Ride-hailing app Uber isn’t used to taking “no” for an answer. Since bursting onto the scene a few years back, the company has enjoyed geometric rider and driver growth. It’s not operational in several dozen countries and several hundred individual markets, including virtually all major U.S. cities that haven’t banned ride-hailing outright.
In the U.S., Uber has only one real rival: Lyft, a much smaller operator that positions itself as a driver-friendly alternative and benefits from a close partnership with automaking giant GM.
Internationally, the ride-hailing market is a bit more competitive. Thanks to that competition, Uber recently suffered what’s widely believed to be its biggest non-regulatory setback to date. In July, Chinese ride-hailing giant Didi Chuxing bought out Uber’s Chinese operations in a multi-billion-dollar deal that included a nine-figure investment in Uber Technologies, Uber’s global holding company.
“This is really the first time that a competitor has gone toe-to-toe with Uber and come out on top,” says international business expert Scott Vollero, who ran a successful multinational company out of China for more than a decade. “The situation probably says more about the Chinese market than about the specific companies involved, so it’s a useful case study for other American and European companies looking to compete in the Middle Kingdom.”
Stemming Big Losses, at a Price
The backdrop to the Didi-Uber China deal: a vicious, two-year price war between the two giants. Uber basically wrote off billions in advance under the assumption that it would have to take huge losses to compete on Didi’s turf. According to reports, that assumption was correct: Uber lost some $2 billion in China since entering the country in earnest back in 2014.
Obviously, this deal ends the bleeding for Uber. It also removes the largest remaining cloud of uncertainty from the company’s Asian operations and, according to market-watchers, paves the way for an IPO as early as next year.
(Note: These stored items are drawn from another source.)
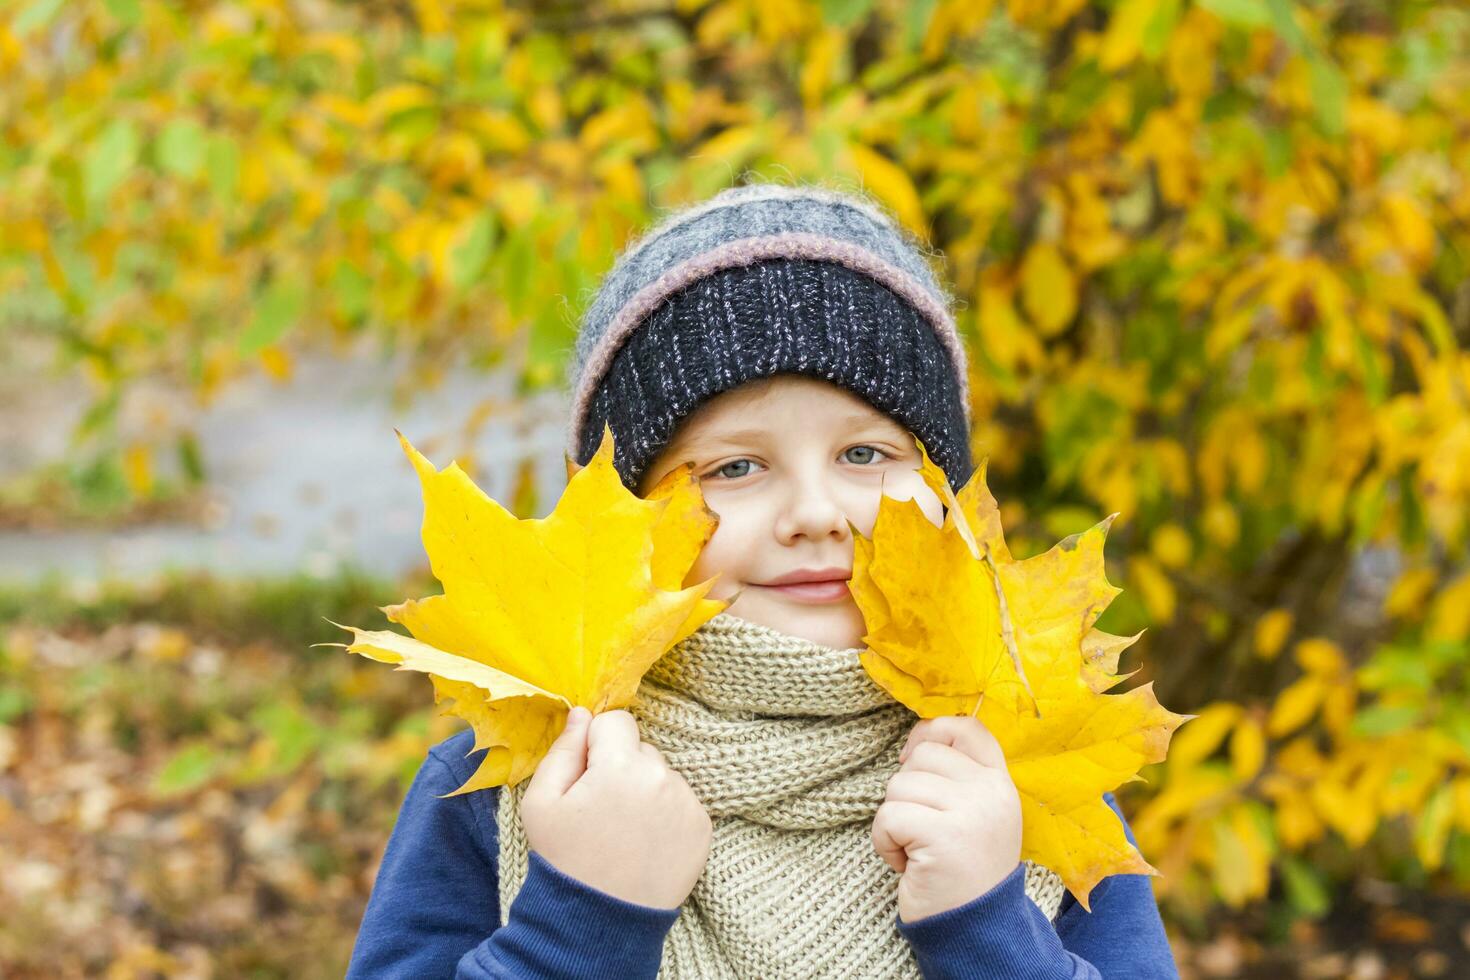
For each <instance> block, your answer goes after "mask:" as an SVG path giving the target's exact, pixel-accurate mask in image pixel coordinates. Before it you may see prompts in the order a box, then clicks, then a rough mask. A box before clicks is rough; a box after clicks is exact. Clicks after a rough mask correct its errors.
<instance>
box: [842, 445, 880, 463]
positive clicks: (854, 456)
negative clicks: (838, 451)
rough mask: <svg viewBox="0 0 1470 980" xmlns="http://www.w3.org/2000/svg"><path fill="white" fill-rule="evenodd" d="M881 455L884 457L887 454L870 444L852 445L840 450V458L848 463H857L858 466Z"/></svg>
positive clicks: (875, 458) (878, 456) (872, 459)
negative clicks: (849, 446) (840, 457)
mask: <svg viewBox="0 0 1470 980" xmlns="http://www.w3.org/2000/svg"><path fill="white" fill-rule="evenodd" d="M881 455H882V457H886V455H888V454H886V453H883V451H882V450H879V448H875V447H872V445H854V447H850V448H847V450H842V458H844V460H847V461H848V463H857V464H858V466H866V464H867V463H872V461H873V460H876V458H878V457H881Z"/></svg>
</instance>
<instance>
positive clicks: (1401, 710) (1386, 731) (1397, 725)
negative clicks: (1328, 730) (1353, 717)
mask: <svg viewBox="0 0 1470 980" xmlns="http://www.w3.org/2000/svg"><path fill="white" fill-rule="evenodd" d="M1419 716H1420V708H1419V705H1413V704H1376V705H1373V707H1370V708H1366V710H1363V711H1360V713H1358V717H1355V718H1352V726H1351V727H1352V733H1354V735H1363V736H1369V738H1374V736H1383V735H1394V733H1397V732H1402V730H1404V729H1407V727H1410V726H1411V724H1414V723H1416V721H1419Z"/></svg>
That said, Uber misses out on direct exposure to the world’s largest ride-hailing market — a cautionary tale for foreign companies that assume they can bend the will of the Chinese market to their whims. It’s usually the other way around.
Where Uber, Didi & Ride-Hailing Go From Here
Barely 48 hours after the announcement that Didi and Uber China were officially hitched, this bombshell crossed the wires.
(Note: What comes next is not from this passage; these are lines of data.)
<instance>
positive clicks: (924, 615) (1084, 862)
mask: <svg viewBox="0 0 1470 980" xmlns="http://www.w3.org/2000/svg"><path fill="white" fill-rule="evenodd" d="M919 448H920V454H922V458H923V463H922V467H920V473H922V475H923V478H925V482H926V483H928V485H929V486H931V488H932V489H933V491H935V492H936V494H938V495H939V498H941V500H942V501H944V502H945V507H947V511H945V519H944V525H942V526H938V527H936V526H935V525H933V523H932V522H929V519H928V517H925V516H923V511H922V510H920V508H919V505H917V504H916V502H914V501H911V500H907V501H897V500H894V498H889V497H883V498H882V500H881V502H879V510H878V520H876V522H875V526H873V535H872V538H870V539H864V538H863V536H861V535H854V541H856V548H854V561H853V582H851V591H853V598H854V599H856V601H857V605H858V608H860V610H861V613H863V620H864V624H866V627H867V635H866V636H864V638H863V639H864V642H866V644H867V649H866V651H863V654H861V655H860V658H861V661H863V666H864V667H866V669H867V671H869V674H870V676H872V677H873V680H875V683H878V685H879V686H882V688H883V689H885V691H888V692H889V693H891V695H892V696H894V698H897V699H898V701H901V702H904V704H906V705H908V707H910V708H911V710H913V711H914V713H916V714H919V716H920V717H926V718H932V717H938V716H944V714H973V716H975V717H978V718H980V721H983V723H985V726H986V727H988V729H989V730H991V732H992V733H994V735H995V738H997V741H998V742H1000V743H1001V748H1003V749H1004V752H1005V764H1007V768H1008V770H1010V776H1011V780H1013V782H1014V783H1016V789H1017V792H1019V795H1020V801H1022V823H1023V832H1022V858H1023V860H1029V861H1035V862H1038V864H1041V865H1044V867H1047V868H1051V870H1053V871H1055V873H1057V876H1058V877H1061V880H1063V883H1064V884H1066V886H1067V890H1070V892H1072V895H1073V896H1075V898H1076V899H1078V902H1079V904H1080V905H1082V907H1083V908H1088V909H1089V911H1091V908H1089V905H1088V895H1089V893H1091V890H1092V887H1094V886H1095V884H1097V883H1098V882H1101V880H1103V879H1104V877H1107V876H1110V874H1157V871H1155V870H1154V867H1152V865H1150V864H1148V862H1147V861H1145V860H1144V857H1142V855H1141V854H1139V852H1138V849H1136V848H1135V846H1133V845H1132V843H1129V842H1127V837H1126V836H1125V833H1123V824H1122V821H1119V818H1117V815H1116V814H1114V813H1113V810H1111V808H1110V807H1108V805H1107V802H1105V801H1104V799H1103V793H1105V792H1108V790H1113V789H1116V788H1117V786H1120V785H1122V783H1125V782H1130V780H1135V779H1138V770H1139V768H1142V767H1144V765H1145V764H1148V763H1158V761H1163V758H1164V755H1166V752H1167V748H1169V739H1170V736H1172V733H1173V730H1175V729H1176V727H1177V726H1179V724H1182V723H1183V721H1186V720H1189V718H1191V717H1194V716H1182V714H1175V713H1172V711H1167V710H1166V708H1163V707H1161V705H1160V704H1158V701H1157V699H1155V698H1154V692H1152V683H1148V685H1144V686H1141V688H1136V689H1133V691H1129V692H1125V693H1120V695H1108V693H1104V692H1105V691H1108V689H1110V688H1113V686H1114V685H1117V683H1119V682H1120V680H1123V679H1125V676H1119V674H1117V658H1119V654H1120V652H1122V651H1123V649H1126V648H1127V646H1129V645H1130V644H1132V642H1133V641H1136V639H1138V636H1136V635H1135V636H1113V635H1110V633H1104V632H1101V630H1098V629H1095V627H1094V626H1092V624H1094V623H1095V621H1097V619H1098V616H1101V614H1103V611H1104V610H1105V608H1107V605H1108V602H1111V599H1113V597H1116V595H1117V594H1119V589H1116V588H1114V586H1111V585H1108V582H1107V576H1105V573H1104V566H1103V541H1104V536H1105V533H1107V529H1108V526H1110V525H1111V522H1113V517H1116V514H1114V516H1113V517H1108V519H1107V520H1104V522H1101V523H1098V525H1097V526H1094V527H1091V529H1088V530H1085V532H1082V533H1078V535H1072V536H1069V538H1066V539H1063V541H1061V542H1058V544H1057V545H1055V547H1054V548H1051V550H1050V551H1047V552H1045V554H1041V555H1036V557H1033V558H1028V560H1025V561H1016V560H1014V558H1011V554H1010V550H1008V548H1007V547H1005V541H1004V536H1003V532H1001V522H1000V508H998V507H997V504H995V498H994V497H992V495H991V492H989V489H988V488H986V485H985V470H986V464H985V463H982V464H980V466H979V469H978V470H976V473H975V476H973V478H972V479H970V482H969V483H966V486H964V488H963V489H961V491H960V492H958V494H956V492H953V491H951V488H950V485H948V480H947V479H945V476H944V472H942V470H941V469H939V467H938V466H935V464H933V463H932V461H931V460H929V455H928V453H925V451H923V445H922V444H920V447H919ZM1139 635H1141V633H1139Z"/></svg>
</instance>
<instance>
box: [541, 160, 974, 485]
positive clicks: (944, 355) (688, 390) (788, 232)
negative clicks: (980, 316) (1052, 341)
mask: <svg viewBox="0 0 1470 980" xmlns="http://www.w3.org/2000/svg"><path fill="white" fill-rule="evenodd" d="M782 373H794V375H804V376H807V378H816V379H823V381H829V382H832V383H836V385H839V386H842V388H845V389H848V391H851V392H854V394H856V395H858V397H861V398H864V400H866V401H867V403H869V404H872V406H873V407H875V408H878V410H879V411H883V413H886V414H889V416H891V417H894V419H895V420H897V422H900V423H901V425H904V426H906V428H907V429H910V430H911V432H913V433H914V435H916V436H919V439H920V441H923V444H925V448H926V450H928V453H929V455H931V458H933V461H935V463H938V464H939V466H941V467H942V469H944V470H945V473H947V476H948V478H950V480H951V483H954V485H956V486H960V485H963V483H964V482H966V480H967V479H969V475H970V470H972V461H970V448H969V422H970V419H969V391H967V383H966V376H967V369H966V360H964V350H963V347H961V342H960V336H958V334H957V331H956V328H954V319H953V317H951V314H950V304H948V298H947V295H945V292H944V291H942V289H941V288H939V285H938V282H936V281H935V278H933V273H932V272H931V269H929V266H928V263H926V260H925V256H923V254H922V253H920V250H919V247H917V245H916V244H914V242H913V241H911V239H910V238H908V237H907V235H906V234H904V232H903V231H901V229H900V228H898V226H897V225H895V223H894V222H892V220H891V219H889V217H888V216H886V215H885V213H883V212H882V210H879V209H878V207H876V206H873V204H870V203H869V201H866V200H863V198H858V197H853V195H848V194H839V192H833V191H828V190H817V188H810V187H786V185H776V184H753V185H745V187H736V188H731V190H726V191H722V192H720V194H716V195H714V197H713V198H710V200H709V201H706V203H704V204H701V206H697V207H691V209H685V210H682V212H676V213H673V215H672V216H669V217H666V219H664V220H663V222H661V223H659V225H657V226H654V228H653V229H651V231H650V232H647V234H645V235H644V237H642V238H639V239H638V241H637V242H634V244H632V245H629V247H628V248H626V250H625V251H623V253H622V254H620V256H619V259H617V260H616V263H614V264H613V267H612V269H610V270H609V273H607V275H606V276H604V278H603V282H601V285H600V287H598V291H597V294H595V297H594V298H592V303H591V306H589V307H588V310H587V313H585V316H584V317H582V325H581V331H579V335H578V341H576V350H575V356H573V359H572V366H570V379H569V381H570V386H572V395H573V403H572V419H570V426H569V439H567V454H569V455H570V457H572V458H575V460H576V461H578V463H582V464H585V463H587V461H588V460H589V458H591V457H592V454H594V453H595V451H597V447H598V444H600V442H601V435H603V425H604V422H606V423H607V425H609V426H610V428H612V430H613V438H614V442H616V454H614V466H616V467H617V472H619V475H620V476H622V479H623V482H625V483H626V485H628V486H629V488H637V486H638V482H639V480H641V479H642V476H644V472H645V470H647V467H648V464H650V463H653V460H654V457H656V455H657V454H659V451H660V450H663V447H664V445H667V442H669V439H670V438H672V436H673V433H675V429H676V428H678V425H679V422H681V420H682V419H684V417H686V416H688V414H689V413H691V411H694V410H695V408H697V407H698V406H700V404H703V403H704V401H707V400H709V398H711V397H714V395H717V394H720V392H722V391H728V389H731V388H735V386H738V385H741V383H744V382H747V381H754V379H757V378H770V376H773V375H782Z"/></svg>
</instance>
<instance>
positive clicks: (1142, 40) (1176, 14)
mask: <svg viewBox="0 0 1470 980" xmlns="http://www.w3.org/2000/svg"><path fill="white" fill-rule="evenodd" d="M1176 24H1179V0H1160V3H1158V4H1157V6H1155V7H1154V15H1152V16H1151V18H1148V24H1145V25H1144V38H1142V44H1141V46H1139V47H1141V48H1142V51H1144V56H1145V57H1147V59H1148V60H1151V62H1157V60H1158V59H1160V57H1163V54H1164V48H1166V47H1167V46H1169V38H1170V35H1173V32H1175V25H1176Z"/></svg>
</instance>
Yep, you read that right: After fighting Uber to a gentlemanly surrender in Asia’s largest market, Didi decided to open a new front in their Eastern war and invest some $600 million — in partnership with Japan’s Softbank, but still — in Uber’s principal Southeast Asian rival outside China.
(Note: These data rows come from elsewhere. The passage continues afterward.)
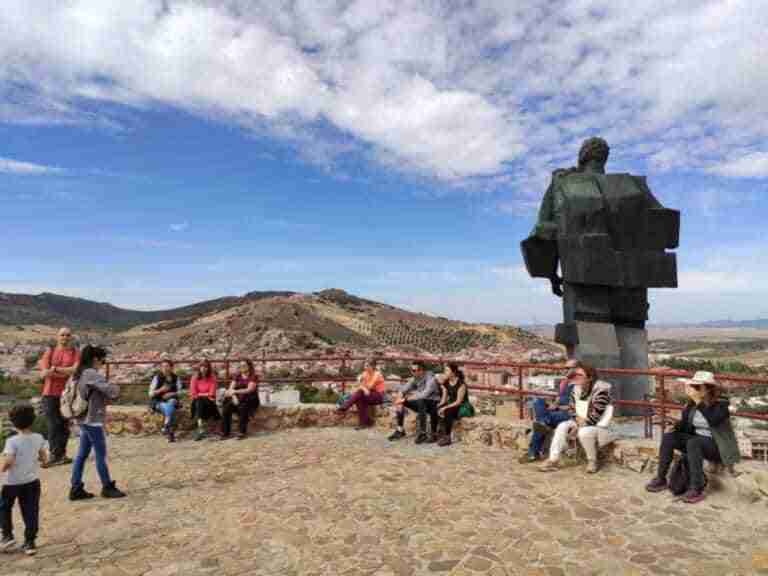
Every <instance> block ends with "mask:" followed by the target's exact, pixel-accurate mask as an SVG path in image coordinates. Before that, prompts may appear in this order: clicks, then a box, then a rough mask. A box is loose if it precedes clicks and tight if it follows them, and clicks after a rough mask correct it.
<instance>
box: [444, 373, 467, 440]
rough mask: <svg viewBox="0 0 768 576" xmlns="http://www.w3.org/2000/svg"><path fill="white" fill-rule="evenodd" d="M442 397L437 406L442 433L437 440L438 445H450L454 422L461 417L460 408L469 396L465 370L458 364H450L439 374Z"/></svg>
mask: <svg viewBox="0 0 768 576" xmlns="http://www.w3.org/2000/svg"><path fill="white" fill-rule="evenodd" d="M438 381H439V382H440V388H441V389H442V398H441V399H440V403H439V404H438V406H437V415H438V416H439V417H440V427H441V428H442V435H441V436H440V438H439V439H438V440H437V445H438V446H448V445H449V444H450V443H451V431H452V430H453V423H454V422H455V421H456V420H458V418H459V408H460V407H461V404H462V402H464V399H465V398H466V397H467V383H466V379H465V378H464V372H462V371H461V370H460V369H459V365H458V364H453V363H452V364H448V365H447V366H446V367H445V371H444V372H443V373H442V374H441V375H440V376H438Z"/></svg>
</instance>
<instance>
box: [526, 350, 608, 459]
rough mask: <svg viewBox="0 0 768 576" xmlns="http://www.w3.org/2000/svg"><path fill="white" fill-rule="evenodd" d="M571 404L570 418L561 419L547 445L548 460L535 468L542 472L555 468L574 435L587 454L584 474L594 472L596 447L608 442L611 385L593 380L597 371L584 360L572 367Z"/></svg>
mask: <svg viewBox="0 0 768 576" xmlns="http://www.w3.org/2000/svg"><path fill="white" fill-rule="evenodd" d="M571 378H572V380H573V383H574V384H575V385H574V387H573V391H572V393H571V405H572V407H573V408H572V409H573V411H574V413H575V414H576V416H575V418H574V419H571V420H567V421H565V422H561V423H560V424H558V425H557V428H555V435H554V437H553V438H552V443H551V445H550V448H549V459H548V460H547V461H546V462H545V463H544V464H543V465H542V466H541V467H540V468H539V470H541V471H542V472H549V471H552V470H557V468H558V463H559V461H560V454H561V453H562V452H563V450H565V448H566V446H567V445H568V439H569V438H573V437H574V436H576V437H578V440H579V443H580V444H581V445H582V447H583V448H584V452H585V453H586V455H587V473H588V474H594V473H595V472H597V448H598V445H599V446H604V445H605V444H607V443H609V442H610V431H609V429H608V424H609V423H610V417H611V414H612V413H613V405H612V403H611V402H612V401H611V385H610V384H609V383H608V382H604V381H602V380H598V379H597V371H596V370H595V369H594V367H592V366H591V365H589V364H587V363H586V362H584V363H582V364H581V367H579V368H574V370H573V375H572V377H571Z"/></svg>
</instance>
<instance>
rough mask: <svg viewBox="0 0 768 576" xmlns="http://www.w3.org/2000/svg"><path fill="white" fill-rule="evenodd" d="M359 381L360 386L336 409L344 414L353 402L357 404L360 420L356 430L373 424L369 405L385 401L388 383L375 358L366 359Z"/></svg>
mask: <svg viewBox="0 0 768 576" xmlns="http://www.w3.org/2000/svg"><path fill="white" fill-rule="evenodd" d="M357 381H358V383H359V384H360V386H359V387H358V388H357V390H355V391H354V392H353V393H352V395H351V396H350V397H349V398H348V399H347V401H346V402H344V403H343V404H342V405H341V406H339V407H338V408H337V410H336V411H337V413H339V414H344V413H345V412H346V411H347V410H348V409H349V408H350V406H352V404H355V405H356V406H357V421H358V425H357V427H356V430H363V429H365V428H370V427H371V426H373V421H372V420H371V413H370V408H369V407H370V406H375V405H376V404H382V403H383V402H384V391H385V389H386V384H385V382H384V376H382V374H381V372H379V371H378V370H377V369H376V360H375V359H373V358H369V359H368V360H366V361H365V366H364V368H363V372H362V374H360V376H358V378H357Z"/></svg>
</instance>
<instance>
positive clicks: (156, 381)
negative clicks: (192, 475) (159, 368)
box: [149, 360, 181, 442]
mask: <svg viewBox="0 0 768 576" xmlns="http://www.w3.org/2000/svg"><path fill="white" fill-rule="evenodd" d="M180 392H181V380H180V379H179V377H178V375H177V374H176V372H174V370H173V362H171V361H170V360H163V363H162V365H161V367H160V372H159V373H157V374H156V375H155V377H154V378H152V383H151V384H150V385H149V407H150V408H151V410H152V411H153V412H158V413H160V414H162V415H163V434H167V435H168V442H175V441H176V437H175V435H174V427H175V425H176V410H177V408H178V407H179V393H180Z"/></svg>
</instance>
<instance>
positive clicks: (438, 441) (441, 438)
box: [437, 436, 451, 446]
mask: <svg viewBox="0 0 768 576" xmlns="http://www.w3.org/2000/svg"><path fill="white" fill-rule="evenodd" d="M437 445H438V446H450V445H451V437H450V436H441V437H440V439H439V440H438V441H437Z"/></svg>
This deal is mainly noteworthy because of its timing, not its content. The Asian ride-hailing market is much more competitive than its North American counterpart, and Didi has long invested in companies that directly or indirectly challenge Uber on foreign turf. In fact, Didi is a minority owner of Lyft, which has to rub Uber the wrong way.
Still, the fact that Didi allowed this news to come out before the ink on its Uber China deal had dried suggests that it sees itself as the main rival to Uber in Asia — and, perhaps, the only thing standing between the American ride-hailing giant and total global domination.
Anyone who says they know where the ride-hailing industry will be five years from now has a bridge to sell you somewhere. (Probably a self-driving bridge.) One thing isn’t up for debate, though: it’s going to be one heck of a bumpy ride.